Kein Wort brachte er über die Lippen, als er nun eintrat. Seit Jahren hatte er auf diese Stunde gewartet, er wußte, daß sie einmal werde kommen müssen, er, dessen einzige Gefährtin in vierundzwanzig langen Jahren diese Mutter gewesen war, die nun in der Tat und wie durch ein Wunder, ihm zuliebe, ein märchenhaftes Alter erreicht hatte. Es war ihm nicht möglich, eine Träne des Schmerzes oder eine Aufwallung der Verzweiflung zu finden, nur ein Gefühl des tiefsten Dankes durchbebte sein Herz. Sie war seine Mutter. Was sie auch an all den anderen, an Ewald und Martha, gesündigt haben mochte, sie hatte es nach seiner Meinung in den vierundzwanzig Jahren, die sie ihm allein zur Seite gestanden, gesühnt.

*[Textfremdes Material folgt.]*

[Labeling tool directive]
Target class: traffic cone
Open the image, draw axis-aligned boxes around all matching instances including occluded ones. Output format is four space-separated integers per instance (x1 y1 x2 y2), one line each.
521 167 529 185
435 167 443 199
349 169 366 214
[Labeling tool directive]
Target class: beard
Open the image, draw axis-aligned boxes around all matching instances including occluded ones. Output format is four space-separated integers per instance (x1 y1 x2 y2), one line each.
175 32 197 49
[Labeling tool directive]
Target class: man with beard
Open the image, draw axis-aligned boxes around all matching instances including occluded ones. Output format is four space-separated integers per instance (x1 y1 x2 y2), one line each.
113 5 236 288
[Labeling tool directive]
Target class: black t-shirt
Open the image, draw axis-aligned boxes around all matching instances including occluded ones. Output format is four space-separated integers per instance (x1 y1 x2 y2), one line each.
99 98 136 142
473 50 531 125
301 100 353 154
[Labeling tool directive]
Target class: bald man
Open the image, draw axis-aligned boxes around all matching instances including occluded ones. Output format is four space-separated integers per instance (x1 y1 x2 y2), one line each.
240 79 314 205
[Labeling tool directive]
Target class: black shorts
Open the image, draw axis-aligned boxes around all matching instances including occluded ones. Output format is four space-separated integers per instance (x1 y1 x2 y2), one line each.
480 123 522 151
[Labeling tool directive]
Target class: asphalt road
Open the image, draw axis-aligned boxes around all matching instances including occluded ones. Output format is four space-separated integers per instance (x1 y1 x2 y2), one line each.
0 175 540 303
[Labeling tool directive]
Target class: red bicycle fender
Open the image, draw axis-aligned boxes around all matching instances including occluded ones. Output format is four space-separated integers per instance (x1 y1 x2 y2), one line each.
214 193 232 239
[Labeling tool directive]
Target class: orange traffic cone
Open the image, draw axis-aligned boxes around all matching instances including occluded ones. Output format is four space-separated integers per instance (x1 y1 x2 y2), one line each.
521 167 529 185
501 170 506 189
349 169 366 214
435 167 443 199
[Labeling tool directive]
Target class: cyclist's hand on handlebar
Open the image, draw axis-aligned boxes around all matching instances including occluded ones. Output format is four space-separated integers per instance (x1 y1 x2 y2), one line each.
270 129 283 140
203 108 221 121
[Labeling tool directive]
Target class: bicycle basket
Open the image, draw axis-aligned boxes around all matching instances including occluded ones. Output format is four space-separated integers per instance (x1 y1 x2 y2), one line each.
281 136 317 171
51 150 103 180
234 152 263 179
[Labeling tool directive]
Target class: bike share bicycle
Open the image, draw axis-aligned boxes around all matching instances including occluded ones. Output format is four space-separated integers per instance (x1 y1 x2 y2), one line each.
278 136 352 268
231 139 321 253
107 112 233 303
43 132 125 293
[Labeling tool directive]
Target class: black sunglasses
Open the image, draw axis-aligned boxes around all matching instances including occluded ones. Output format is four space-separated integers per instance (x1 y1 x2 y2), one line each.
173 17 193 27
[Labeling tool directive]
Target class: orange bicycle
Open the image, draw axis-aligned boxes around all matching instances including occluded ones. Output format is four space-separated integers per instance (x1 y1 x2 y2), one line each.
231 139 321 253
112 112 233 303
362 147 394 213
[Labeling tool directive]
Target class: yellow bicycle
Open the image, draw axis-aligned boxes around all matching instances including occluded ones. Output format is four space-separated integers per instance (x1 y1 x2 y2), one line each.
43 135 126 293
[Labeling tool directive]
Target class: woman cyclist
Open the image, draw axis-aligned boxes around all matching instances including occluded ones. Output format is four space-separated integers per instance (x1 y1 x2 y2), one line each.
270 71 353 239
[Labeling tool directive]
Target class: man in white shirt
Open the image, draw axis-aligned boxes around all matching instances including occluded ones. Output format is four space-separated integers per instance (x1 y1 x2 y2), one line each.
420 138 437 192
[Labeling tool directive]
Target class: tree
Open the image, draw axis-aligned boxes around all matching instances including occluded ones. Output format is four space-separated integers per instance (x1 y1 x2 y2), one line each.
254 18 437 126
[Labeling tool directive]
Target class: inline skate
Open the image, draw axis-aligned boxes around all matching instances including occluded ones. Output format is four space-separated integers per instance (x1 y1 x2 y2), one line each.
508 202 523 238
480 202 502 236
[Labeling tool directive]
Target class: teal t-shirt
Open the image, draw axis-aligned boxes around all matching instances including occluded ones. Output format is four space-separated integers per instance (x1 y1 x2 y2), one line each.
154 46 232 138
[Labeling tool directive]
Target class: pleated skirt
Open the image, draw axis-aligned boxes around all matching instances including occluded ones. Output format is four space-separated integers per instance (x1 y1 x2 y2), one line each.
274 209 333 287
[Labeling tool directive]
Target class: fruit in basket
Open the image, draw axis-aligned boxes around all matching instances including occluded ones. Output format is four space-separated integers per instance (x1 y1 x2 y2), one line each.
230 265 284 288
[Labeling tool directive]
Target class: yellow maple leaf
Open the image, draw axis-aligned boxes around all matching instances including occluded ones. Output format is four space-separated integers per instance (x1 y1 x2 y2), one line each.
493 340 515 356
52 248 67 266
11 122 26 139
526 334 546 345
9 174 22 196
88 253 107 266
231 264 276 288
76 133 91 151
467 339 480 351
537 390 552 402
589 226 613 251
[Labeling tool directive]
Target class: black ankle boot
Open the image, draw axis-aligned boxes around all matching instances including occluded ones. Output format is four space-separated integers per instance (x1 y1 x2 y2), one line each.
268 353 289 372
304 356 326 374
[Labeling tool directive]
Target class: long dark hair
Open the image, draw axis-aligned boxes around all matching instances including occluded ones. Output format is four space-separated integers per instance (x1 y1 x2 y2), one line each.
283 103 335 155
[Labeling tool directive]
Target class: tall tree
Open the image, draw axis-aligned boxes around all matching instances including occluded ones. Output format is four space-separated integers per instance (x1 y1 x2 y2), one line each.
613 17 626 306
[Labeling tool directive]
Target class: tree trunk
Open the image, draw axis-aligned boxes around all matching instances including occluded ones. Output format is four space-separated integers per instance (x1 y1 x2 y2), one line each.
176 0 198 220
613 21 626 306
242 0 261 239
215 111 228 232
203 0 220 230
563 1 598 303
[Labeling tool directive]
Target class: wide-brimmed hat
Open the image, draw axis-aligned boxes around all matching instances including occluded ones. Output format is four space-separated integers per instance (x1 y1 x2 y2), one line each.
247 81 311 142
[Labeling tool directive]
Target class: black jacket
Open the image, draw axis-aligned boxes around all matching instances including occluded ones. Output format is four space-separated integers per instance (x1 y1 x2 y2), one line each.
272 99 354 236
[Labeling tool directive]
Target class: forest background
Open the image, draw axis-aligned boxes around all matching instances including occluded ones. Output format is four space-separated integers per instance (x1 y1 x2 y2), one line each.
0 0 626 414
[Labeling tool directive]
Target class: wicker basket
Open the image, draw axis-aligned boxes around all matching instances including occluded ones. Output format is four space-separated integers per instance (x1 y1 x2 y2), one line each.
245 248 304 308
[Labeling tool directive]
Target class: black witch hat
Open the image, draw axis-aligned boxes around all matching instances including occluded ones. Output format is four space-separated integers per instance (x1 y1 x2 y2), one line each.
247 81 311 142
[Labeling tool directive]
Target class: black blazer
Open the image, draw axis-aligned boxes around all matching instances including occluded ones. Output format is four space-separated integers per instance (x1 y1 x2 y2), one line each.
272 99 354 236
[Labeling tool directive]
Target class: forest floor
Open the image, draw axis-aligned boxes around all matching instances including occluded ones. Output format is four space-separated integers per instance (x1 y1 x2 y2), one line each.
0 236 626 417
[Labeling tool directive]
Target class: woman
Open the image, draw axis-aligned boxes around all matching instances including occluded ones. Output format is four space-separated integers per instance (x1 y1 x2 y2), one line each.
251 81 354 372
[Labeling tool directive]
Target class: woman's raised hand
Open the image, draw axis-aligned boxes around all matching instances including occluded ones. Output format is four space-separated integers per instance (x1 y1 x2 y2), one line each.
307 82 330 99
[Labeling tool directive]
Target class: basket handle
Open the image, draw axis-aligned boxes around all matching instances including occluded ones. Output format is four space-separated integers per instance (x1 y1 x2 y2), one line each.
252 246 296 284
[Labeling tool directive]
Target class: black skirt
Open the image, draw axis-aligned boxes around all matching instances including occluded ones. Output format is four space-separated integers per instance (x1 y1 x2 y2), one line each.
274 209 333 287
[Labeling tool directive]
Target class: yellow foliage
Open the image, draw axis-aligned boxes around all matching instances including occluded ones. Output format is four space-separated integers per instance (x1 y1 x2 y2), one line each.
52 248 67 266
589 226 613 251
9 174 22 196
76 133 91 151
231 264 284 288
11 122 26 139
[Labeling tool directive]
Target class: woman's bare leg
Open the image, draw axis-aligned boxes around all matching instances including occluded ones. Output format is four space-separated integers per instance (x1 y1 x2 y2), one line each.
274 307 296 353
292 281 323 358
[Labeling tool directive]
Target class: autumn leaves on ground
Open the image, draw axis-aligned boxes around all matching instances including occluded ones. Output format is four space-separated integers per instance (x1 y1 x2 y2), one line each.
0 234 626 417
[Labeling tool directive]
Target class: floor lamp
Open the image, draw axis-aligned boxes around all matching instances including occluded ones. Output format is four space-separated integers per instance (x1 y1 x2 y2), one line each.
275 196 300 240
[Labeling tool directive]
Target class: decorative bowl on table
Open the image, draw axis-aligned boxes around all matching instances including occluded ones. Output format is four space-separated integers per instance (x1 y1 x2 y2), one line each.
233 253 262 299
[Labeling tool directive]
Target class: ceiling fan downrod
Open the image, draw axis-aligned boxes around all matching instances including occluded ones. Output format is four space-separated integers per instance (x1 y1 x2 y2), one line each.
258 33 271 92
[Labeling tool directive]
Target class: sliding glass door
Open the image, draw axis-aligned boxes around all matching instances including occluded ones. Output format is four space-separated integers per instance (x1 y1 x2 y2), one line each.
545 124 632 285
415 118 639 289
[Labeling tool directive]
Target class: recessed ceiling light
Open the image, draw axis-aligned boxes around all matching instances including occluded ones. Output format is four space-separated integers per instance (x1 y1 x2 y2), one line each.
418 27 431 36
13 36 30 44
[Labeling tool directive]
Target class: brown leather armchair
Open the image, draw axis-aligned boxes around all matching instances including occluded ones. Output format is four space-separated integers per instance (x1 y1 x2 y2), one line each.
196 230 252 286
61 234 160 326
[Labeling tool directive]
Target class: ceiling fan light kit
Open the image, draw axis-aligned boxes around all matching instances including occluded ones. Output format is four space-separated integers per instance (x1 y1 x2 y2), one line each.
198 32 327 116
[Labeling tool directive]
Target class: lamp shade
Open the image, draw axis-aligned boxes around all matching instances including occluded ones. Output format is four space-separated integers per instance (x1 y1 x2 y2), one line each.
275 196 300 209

Seine Hand ruhte in der ihren, die sie nicht mehr zu fühlen vermochte, und er, ein Greis mit schneeweißem Haar, ein vor der Zeit Gealterter, lag auf den Knien vor dieser, die die mögliche Grenze menschlichen Daseins beinahe überschritten hatte. Er sah nicht zu ihr auf. Seine Finger suchten den entschwindenden Puls. Er fühlte, wie der leiser und leiser pochte, und in diesen letzten Minuten ihres Lebens gab er sich ganz dem Gefühle eines unauslöschlichen Dankes gegen das Schicksal hin.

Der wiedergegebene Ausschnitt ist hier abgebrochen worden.